# WinCC Flex Variable in VB setzen und in SPS übertragen



## Krumnix (13 Dezember 2006)

Hallo.

Möchte gerne eine Variable vom Typ Bool in einem VB-Script auf
True oder False setzen und dann an die SPS übertragen.

Jedoch kommt der Wert in der SPS nicht an.

Laut Siemens sollte die Version:
Set xyz = SmartTags("hhdjh")

xyz = false

funktionieren.

Jedoch passiert da nix.

Das Bit, wird in der SPS im Moment nirgends gesetzt oder rückgesetzt, 
deswegen kann ich das erstmal ausklammern.

Muss ich da noch einen Befehl dabei setzen, wie bei WinCC?
Und welcher ist das?

Danke


----------



## Unregistrierter gast (13 Dezember 2006)

Krumnix schrieb:


> Jedoch passiert da nix.


Du must das Script natürlich auch aufrufen !


----------



## Krumnix (13 Dezember 2006)

Ich sag jetzt mal nix dazu, aber ich denke, das sollte man schon
voraussetzen, das ich das Script auch ausführe.....

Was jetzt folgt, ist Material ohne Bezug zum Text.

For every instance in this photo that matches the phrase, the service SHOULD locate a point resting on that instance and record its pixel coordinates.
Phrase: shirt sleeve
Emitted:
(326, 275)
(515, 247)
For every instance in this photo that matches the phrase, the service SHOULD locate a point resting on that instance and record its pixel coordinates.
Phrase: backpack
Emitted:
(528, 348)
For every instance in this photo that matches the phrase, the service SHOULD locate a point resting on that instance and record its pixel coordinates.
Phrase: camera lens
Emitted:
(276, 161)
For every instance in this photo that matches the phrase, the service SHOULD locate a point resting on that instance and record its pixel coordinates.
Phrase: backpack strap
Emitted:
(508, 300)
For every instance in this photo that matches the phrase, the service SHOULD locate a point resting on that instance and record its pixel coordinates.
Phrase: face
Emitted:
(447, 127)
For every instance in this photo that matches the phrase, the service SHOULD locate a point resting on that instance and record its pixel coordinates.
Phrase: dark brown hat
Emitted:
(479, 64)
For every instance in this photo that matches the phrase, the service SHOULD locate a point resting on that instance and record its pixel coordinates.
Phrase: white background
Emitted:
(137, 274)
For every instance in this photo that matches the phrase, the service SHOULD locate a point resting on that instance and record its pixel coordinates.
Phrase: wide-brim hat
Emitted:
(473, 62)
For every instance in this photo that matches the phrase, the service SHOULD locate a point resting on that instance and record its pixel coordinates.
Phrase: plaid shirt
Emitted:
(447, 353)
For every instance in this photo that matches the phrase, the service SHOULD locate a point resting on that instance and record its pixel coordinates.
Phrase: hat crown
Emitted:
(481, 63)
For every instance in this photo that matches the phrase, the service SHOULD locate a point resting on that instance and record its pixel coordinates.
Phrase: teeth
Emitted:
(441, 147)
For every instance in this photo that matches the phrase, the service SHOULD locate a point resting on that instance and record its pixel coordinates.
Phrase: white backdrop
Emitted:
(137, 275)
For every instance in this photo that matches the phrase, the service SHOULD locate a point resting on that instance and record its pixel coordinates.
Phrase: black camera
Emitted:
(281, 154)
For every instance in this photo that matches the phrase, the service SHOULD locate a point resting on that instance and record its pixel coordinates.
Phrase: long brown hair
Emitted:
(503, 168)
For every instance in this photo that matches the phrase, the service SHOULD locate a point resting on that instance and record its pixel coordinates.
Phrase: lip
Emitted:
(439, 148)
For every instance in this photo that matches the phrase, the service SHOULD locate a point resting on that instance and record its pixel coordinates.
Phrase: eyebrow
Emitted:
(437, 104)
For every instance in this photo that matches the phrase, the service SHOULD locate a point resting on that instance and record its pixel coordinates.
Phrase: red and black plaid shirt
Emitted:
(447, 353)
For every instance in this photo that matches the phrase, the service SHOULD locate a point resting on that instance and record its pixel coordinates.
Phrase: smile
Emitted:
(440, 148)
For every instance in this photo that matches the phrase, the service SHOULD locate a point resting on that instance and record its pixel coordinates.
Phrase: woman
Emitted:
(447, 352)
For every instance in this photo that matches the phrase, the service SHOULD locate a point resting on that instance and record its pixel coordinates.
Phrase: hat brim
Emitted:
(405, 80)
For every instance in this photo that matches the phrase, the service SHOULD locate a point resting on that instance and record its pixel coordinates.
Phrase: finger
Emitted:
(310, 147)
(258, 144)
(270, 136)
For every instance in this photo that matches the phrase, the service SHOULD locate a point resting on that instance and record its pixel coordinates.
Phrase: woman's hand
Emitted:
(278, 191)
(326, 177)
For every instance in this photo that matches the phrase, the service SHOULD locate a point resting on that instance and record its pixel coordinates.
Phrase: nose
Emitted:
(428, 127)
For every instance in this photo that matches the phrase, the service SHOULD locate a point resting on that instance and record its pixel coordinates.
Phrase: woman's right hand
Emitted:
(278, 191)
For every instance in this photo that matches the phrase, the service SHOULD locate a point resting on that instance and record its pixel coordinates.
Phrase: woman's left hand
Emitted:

Schließlich werden alle Berechnung in dem Script abgearbeitet,
nur das ich der SPS dann sagen will, ich bin fertig mit der Berechung,
das geht NICHT.....


----------



## Unregistrierter gast (13 Dezember 2006)

Krumnix schrieb:


> Ich sag jetzt mal nix dazu, aber ich denke, das sollte man schon
> voraussetzen, das ich das Script auch ausführe.....


Na gut.
Ist die SPS - Variable Global definiert ?

In deinem Beispiel wird das Bit ja auch immer RÜCKgesetzt und nicht gesetzt...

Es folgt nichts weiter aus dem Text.